Making up nearly 18% of the Index, the financial sector has weighed as the odds of a rate cut climb. A lower Federal Funds rate translates to slimmer margins for banks, a key profit component for smaller regional banks. Healthcare has also been troubled, falling in the crosshairs of Washington politicians. Finally, other economic indicators are flashing warning signs of their own. An inverted yield curve, deteriorating consumer confidence and waning manufacturing data are a few examples that have spurred investor concern.

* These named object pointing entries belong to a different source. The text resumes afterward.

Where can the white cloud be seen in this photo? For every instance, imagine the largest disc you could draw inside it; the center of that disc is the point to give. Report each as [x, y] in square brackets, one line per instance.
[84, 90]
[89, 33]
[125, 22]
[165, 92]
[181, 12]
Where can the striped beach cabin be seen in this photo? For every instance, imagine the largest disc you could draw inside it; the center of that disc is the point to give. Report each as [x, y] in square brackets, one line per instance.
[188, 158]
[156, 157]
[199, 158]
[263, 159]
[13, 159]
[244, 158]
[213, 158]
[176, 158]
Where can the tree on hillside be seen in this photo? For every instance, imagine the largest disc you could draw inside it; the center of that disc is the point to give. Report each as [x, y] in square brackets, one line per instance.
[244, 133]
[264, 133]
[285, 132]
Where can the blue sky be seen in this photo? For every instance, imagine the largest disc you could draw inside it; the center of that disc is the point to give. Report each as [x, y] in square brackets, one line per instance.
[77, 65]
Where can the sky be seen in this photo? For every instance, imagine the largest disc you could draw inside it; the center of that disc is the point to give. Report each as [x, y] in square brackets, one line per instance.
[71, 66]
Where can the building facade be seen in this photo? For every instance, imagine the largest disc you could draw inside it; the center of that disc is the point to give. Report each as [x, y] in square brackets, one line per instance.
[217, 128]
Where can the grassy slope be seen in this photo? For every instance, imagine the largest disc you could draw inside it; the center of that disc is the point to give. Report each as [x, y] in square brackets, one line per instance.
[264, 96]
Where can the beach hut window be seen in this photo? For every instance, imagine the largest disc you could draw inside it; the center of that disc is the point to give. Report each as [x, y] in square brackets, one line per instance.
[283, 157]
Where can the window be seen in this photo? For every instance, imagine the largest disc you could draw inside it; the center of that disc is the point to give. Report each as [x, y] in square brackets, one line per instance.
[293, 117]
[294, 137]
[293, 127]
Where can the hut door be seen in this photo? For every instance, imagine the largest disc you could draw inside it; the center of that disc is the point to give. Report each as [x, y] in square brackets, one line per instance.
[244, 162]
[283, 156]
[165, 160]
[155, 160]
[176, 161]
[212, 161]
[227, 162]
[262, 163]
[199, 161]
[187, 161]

To that end, Russell 2000 constituents typically have weaker balance sheets than S&P 500 components. Should investors hold reservations about upcoming quarters, capital allocation to corporations with high levels of corporate debt is ill-advised and that could be reflected in the recent underperformance. Either way, it would be an exaggeration to suggest the weakening ratio between the two US Indices constitutes a clear-cut recession warning and is more likely just a coincidence that the ratio has aligned with 2008 levels. Still, other warning signs are flashing, so the relationship should not be entirely dismissed.